Residents of Istanbul and Ankara woke up to a quiet morning Sunday as demonstrations against the government of Prime Minister Recep Tayyip Erdogan appeared to have subsided for now.
Thousands of Turks in Istanbul had protested well into Saturday night in what has turned into a nationwide anti-government out-pouring.
Protesters in the capital Ankara set fires to cars and buildings, causing clouds of smoke to mix with of tear gas.
What had started as a small sit-in against the renovation of a central Istanbul square has spiraled into chaos as thousands took to the streets to protest against what they see as Erdogan’s increasingly authoritarian style.

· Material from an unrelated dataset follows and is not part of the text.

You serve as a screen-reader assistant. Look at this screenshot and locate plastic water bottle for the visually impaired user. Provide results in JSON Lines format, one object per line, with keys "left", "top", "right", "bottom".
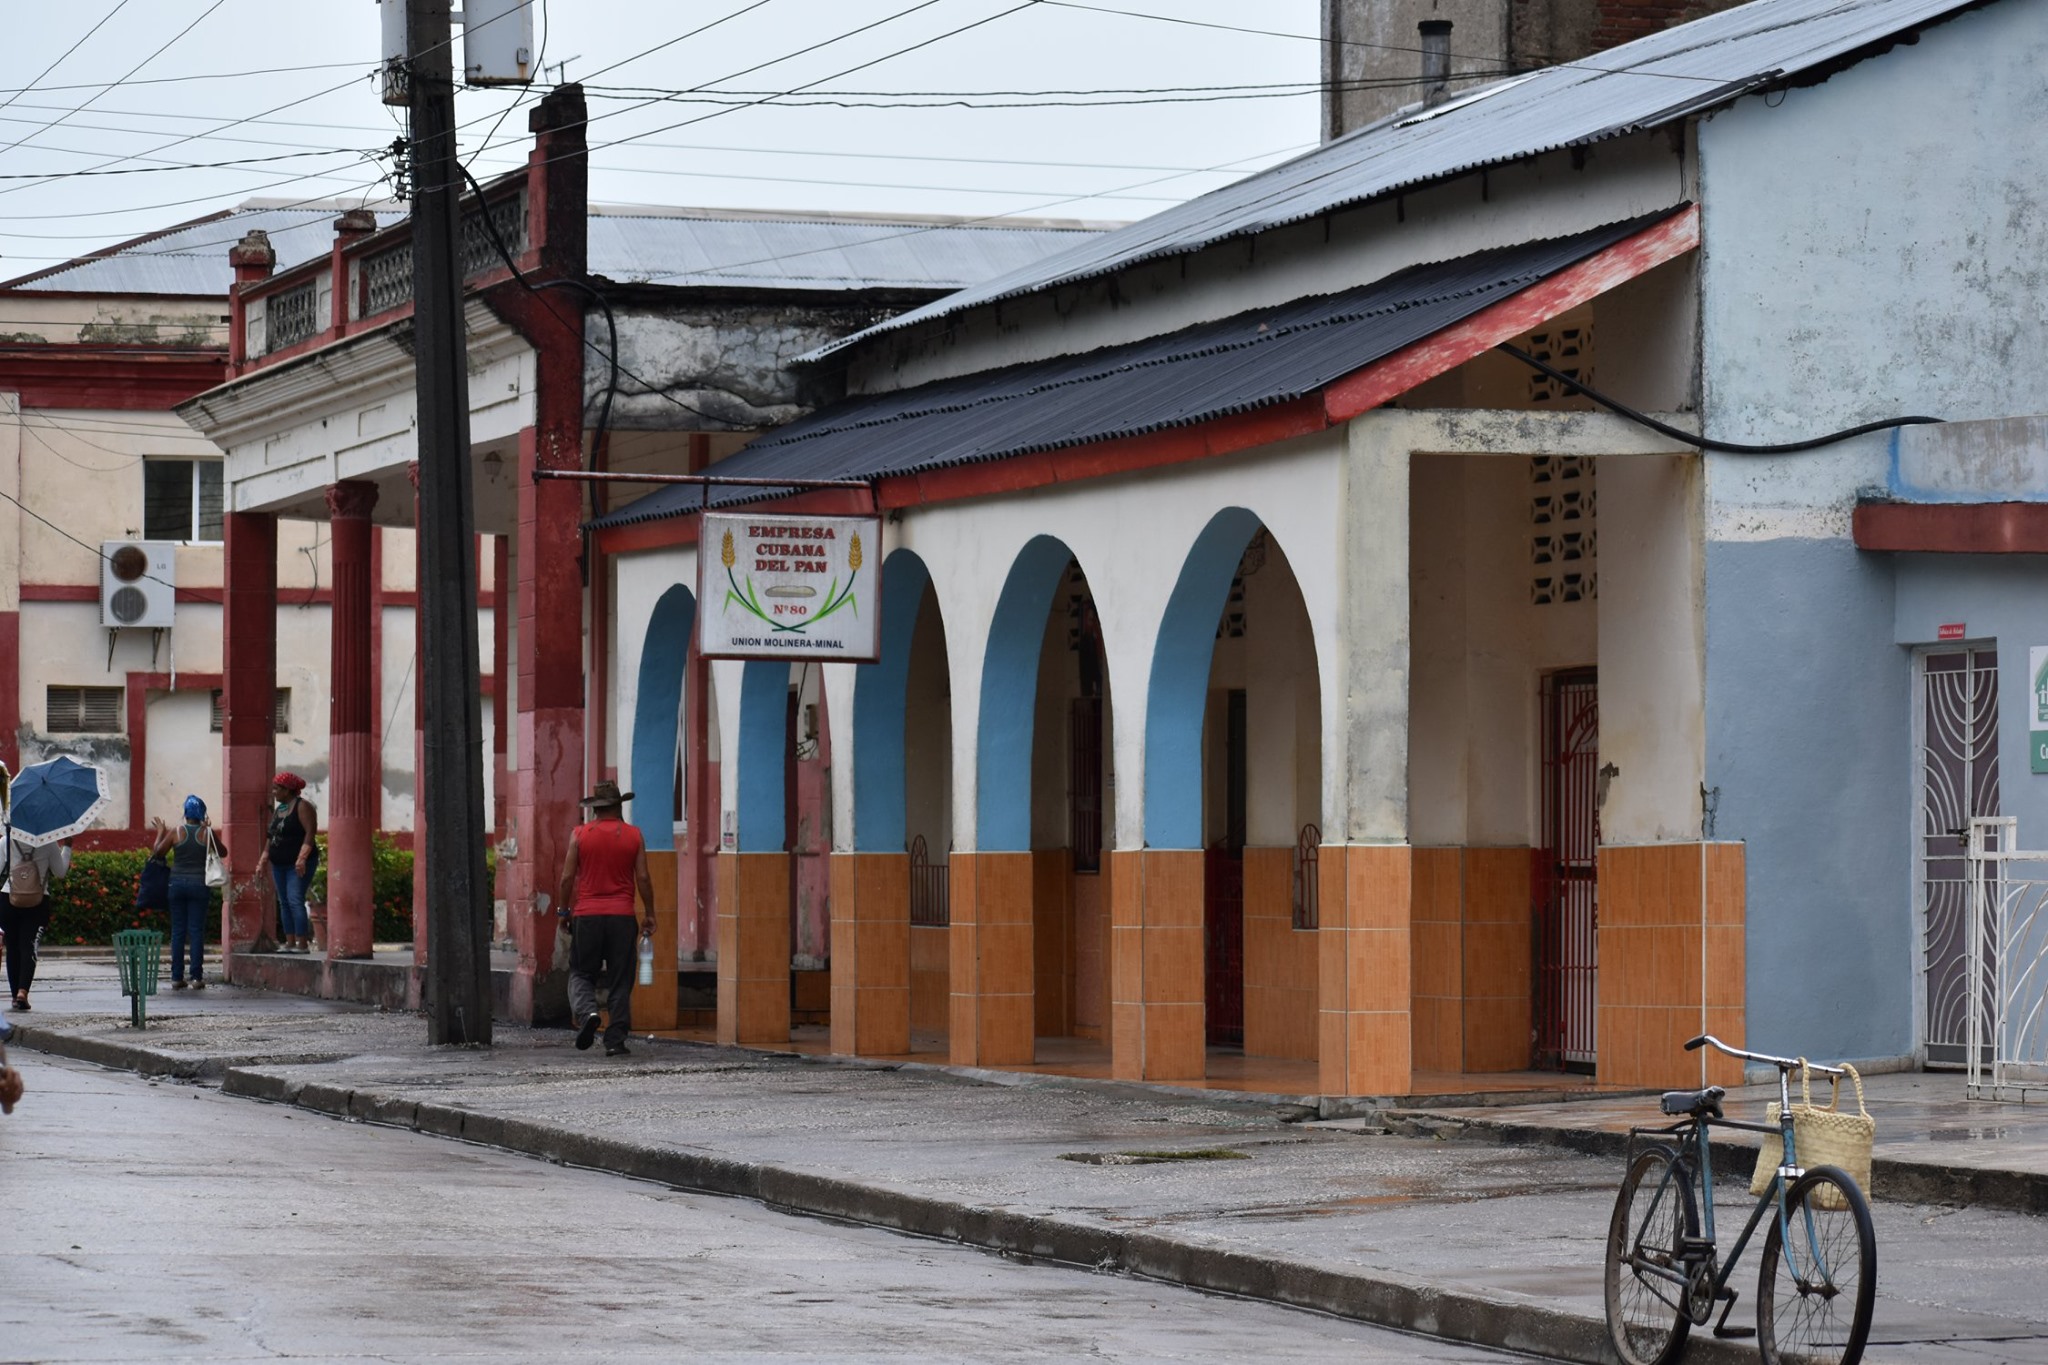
{"left": 637, "top": 931, "right": 655, "bottom": 986}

Erdogan vowed to press ahead with the redevelopment project and called for demonstrators to end their protests.
Turkish Interior Minister Muammer Guler said more than 900 people have been arrested in protests across the country, while 26 police officers and 53 citizens have been wounded. Some of those arrested have already been released.
Analysts say the unrest signifies growing discontent over the policies of the Islamist-dominated government, which some accuse of becoming increasingly authoritarian.
Mine Eder, a political science professor at Istanbul’s Bogazici University, tells VOA the movement is drawing from a broad range of the Turkish population.
“I think is sort of a spontaneous civil movement that started with the ownership of the trees and sort of turned into this ‘We’ve had enough with this government and with this style of governance and with the unwillingness of the government to listen to us’,” she said.
Eder says many were frustrated at a perceived decline in freedom of expression following a series of harsh police crackdowns on protests, including at this year’s May Day rally. Others, she says, were frustrated by high unemployment rates.
She says the government’s response shows it is concerned that the protests could spiral out of control, potentially challenging its rule.
Rights groups have already expressed concern at the authorities’ use of force in dealing with the protests.
Amnesty International said Friday that the Turkish authorities should “stop using excessive force against peaceful protesters” and called for an investigation.
A U.S. State Department spokesman said Washington believes Turkey’s long-term stability, security and prosperity is best guaranteed by upholding the fundamental freedoms of expression, assembly and association.